8 Then said Boaz unto Ruth, Hearest thou not, my daughter? Go not to glean in another field, neither go from hence, but abide here fast by my maidens:

Ruth turned not back as did Orpah, but she forgot her father's house; bereft of all she once thought dear, with only one friend, she journeyed toward Beth-lehem or the House of Bread.

This is the only place where the daughter of truth can find spiritual food; but must she stop here? No! like Ruth, she must listen to the voice of truth, and go and glean.

Many fields were before Ruth, but it was her hap to light on a part belonging to a mighty man of wealth, whose name was Boaz, the meaning of which is "strength," who proved to be her kinsman. The first command he gave her was not to go into any other field, but to abide fast by the reapers, to follow them, and let her eye rest only on the field they were reaping.

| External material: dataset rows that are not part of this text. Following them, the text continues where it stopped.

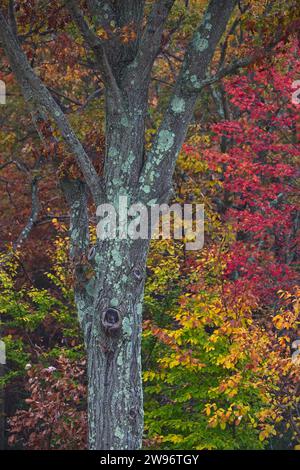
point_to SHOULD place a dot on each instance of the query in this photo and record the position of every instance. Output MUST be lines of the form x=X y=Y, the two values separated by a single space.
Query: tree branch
x=157 y=173
x=35 y=208
x=152 y=36
x=97 y=46
x=34 y=89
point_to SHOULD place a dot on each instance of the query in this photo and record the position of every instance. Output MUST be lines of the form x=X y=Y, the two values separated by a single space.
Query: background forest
x=221 y=325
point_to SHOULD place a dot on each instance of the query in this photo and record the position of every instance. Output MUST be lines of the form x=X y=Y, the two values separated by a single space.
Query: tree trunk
x=113 y=341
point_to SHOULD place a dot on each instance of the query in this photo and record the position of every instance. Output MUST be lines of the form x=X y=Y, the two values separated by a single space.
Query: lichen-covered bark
x=109 y=282
x=113 y=341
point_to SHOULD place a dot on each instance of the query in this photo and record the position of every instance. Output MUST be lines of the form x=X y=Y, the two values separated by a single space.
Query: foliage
x=56 y=414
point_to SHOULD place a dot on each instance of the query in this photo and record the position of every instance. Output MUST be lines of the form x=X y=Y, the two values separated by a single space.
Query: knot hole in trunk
x=111 y=319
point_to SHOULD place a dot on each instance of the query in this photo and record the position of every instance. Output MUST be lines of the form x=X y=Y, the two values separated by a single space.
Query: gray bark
x=109 y=279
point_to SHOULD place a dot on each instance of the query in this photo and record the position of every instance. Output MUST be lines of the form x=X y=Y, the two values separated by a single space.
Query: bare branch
x=97 y=46
x=35 y=90
x=151 y=39
x=35 y=207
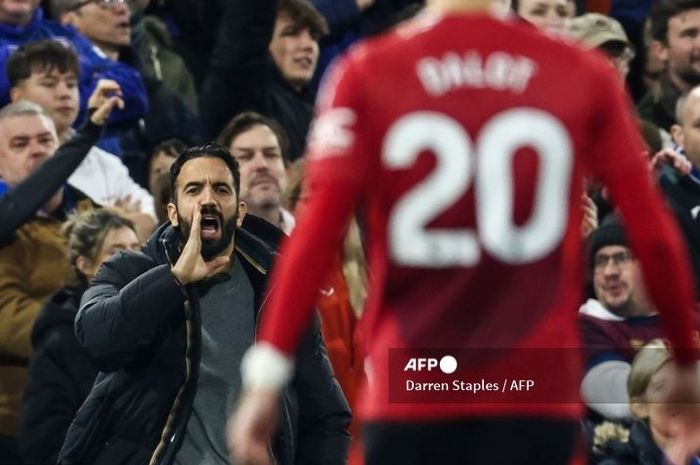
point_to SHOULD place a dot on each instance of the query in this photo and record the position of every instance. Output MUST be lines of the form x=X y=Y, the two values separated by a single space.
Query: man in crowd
x=33 y=263
x=181 y=314
x=617 y=323
x=46 y=72
x=675 y=31
x=22 y=21
x=260 y=146
x=266 y=56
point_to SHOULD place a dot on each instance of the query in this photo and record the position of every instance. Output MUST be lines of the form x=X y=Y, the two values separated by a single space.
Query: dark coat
x=243 y=76
x=60 y=377
x=683 y=196
x=141 y=328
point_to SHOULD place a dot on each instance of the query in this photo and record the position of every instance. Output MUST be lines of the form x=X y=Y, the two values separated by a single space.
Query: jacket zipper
x=188 y=369
x=262 y=270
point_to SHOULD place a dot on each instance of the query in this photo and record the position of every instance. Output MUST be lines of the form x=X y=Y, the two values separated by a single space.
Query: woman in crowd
x=61 y=373
x=548 y=15
x=649 y=438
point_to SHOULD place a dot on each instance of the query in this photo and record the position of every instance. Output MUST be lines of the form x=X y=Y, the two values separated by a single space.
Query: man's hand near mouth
x=191 y=267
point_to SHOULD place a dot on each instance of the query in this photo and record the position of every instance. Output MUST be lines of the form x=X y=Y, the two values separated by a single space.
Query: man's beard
x=212 y=248
x=689 y=75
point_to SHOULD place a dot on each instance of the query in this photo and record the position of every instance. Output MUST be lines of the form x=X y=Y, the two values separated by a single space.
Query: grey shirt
x=227 y=331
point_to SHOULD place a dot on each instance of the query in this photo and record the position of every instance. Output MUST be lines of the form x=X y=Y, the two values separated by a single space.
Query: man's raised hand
x=191 y=267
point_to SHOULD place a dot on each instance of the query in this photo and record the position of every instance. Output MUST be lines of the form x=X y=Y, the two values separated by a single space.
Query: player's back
x=478 y=132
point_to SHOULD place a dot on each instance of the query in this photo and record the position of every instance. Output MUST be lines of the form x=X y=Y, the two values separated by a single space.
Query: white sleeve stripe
x=264 y=367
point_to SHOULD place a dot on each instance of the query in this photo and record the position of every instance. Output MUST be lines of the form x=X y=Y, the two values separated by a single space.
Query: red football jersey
x=463 y=141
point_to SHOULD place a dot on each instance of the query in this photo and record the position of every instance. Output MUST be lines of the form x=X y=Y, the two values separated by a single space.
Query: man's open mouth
x=211 y=226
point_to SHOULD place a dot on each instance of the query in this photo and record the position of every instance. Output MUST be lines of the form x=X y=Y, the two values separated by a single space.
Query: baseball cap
x=595 y=29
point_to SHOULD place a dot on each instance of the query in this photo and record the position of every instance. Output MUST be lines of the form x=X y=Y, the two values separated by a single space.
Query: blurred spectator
x=23 y=21
x=61 y=373
x=162 y=158
x=260 y=146
x=32 y=265
x=151 y=39
x=603 y=33
x=653 y=64
x=616 y=323
x=675 y=30
x=341 y=303
x=45 y=72
x=266 y=56
x=597 y=31
x=647 y=441
x=107 y=25
x=683 y=191
x=548 y=15
x=631 y=14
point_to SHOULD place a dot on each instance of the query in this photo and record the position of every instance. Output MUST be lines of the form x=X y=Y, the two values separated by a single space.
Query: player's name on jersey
x=458 y=70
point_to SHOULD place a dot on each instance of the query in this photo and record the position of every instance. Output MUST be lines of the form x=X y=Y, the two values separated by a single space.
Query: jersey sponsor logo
x=498 y=71
x=412 y=243
x=332 y=133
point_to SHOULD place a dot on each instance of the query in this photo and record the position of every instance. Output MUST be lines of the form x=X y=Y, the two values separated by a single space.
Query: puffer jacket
x=142 y=330
x=60 y=377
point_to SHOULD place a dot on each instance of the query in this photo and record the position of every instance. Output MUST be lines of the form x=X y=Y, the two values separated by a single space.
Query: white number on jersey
x=413 y=244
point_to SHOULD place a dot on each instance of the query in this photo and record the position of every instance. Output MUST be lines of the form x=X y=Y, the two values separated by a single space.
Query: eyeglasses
x=104 y=4
x=600 y=262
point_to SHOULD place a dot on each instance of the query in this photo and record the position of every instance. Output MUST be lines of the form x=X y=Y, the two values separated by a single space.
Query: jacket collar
x=17 y=32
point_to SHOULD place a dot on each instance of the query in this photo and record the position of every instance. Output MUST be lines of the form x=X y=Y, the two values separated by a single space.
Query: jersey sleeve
x=337 y=171
x=616 y=159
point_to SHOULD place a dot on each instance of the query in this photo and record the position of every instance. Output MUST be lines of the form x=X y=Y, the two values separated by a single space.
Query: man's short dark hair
x=41 y=56
x=243 y=122
x=212 y=150
x=662 y=11
x=305 y=15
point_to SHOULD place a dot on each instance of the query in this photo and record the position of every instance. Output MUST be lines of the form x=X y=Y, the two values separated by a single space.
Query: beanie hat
x=610 y=232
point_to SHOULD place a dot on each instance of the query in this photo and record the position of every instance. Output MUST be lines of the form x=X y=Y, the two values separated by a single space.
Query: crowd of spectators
x=100 y=97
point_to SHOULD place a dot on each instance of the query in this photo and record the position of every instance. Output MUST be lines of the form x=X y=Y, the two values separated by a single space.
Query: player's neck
x=456 y=6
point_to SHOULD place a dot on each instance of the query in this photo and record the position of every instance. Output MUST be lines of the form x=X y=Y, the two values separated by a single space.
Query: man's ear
x=16 y=94
x=172 y=214
x=659 y=50
x=677 y=134
x=242 y=210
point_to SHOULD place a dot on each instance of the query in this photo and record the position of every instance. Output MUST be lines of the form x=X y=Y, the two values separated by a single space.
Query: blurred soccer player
x=465 y=142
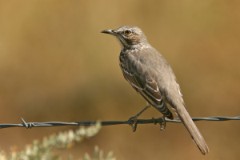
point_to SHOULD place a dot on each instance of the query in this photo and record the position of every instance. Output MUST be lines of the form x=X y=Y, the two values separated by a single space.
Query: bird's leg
x=163 y=123
x=133 y=119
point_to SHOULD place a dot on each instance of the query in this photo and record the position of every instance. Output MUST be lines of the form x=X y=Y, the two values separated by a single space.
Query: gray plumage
x=150 y=74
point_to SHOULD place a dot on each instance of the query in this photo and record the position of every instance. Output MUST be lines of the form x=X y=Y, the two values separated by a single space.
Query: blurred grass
x=55 y=65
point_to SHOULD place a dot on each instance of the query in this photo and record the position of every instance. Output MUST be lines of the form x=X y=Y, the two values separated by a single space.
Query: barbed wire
x=108 y=123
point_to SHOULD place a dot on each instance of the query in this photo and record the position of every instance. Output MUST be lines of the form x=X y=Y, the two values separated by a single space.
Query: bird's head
x=128 y=36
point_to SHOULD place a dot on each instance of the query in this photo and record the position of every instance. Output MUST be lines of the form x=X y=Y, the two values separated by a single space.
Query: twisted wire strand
x=29 y=125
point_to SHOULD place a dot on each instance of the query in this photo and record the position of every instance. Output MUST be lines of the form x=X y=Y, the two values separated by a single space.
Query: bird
x=149 y=73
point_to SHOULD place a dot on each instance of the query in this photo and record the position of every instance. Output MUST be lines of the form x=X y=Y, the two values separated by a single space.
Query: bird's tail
x=192 y=129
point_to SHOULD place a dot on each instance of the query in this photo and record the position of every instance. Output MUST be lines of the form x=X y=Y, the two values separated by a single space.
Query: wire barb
x=30 y=125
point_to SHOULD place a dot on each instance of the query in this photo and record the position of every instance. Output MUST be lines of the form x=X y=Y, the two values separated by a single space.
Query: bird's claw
x=161 y=121
x=133 y=123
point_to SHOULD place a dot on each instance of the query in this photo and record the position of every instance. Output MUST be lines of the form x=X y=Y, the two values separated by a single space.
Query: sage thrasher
x=150 y=75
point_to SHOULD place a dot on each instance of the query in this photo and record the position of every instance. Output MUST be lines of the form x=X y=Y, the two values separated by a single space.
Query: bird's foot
x=161 y=121
x=133 y=122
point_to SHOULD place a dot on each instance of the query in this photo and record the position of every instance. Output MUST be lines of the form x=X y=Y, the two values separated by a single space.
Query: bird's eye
x=127 y=32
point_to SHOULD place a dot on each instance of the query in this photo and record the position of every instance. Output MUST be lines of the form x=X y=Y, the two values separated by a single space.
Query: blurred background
x=55 y=65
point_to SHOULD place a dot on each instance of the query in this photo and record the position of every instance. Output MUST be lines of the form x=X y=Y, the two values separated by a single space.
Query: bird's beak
x=109 y=31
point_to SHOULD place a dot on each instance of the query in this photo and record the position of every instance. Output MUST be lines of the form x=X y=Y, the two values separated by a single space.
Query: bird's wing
x=144 y=84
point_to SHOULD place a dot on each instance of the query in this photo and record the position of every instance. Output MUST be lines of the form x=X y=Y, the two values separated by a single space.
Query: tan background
x=56 y=65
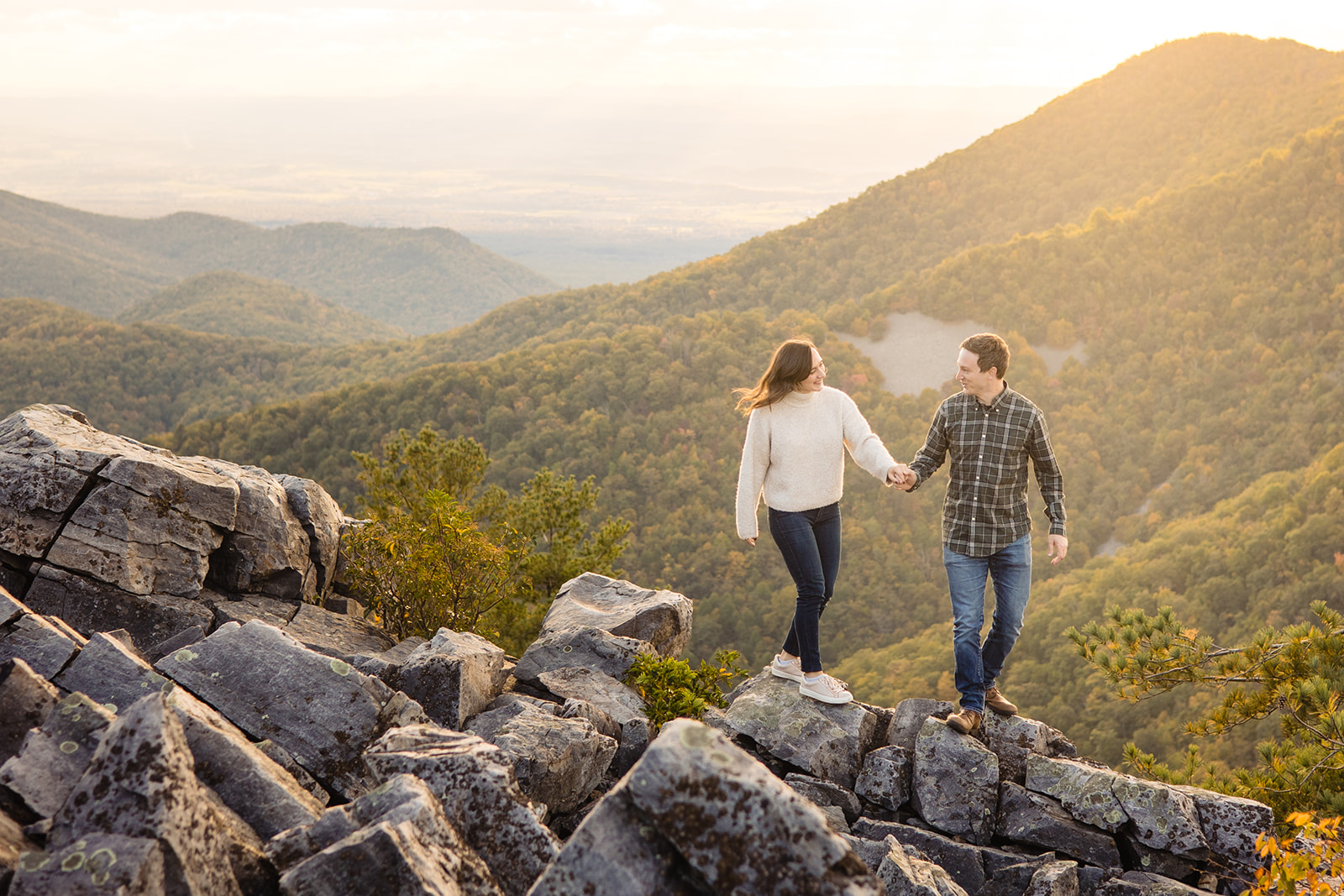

As Gentiles many fields have been before us, but only truth, with her unerring finger, points us to the field of our kinsman, who is indeed a mighty man of wealth, full of strength. Truth bids us not to glean in any other field, but to follow the reapers, who are the prophets, Christ, and the Apostles.*


9 Let thine eyes be on the field that they do reap, and go thou after them: have I not charged the young men that they shall not touch thee? and when thou art athirst, go unto the vessels, and drink of that which the young men have drawn.

Like Ruth, the daughter of Truth also feels her unworthiness. In a childlike spirit, she bows before her kinsman, saying Why have I found grace in thine eyes, that thou shouldest take knowledge of me, seeing I am a stranger? The kinsman declared he had heard of her fidelity to Naomi; how she had left her father and mother, the land of her nativity, and had joined herself to a people which she knew not before.*

12 Yahweh recompense thy work, and a full reward be given thee of Yahweh God of Israel, under whose wings thou art come to trust.

Boaz rejoiced in her faithfulness, and prayed a reward might be given her by the God of Israel, under whose wings she had come to trust. Ruth was greatly comforted, and prayed she might find favour in her kinsman's sight, for she perceived she was not like one of his maidens. She, like the daughter of truth, was not the natural tree, but by faith she stood. The kinsman invited her to come and dine; she sat beside the reapers, did eat, and was sufficed, after which she repeated her gleaning. *

16 And let fall also some of the handfuls of purpose for her, and leave them, that she may glean them, and rebuke her not.

Her kinsman commanded the reapers to let her glean among the sheaves, and reproach her not, and let fall also some of the "handfuls of purpose," and leave them, that she may glean them, and rebuke her not. Ruth as a stranger, according to the law, could only glean the portion allotted for the stranger, which was the outskirts of the field. As Gentiles we could glean no more, although we have all had the word of truth in our possession; but only truth, beautiful truth, showed us the field of our kinsman. *

19 And her mother in law said unto her, Where hast thou gleaned to day? and where wroughtest thou? blessed be he that did take knowledge of thee. And she shewed her mother in law with whom she had wrought, and said, The man's name with whom I wrought to day is Boaz.

Ruth brought the pure grain to her mother-in-law, for she left the chaff on the threshing floor of her kinsman; and a bountiful supply she brought; so that after she was sufficed, she had a reserve.

Naomi knew she had been in no stranger's field, and declared Ruth's gleanings proved to her that the God of Israel had not left off his kindness to the living, and to the dead. The daughter of truth must thus glean, bringing to the household the pure grain, and plenty of it, so that the faithful may say to her,

"Where hast thou gleaned to-day?"

23 So she kept fast by the maidens of Boaz to glean unto the end of barley harvest and of wheat harvest; and dwelt with her mother in law.

Naomi clearly showed Ruth the mighty man of wealth could alone redeem her, for he was her kinsman.

She charged her to enter no other field, and to keep company with none but the kinsman's reapers. Ruth continued to glean as her kinsman commanded her, until the barley harvest and wheat harvest was ended.

Be faithful unto death. The barley harvest beautifully represents the Old Testament; the wheat the New; but the barley must be reaped first. It is written,

"No man can come to me except the Father which sent me draw him."

The wheat next. Truth whispers to her daughters,

'follow the reapers until the harvest is ended."

If we do this we shall know of the doctrine, and truth will seek for us rest, as did Naomi for Ruth; but like her, we must listen to truth's gentle voice, and say as Ruth did.

"All that thou sayest to me that will I do, for to hearken is better than to sacrifice."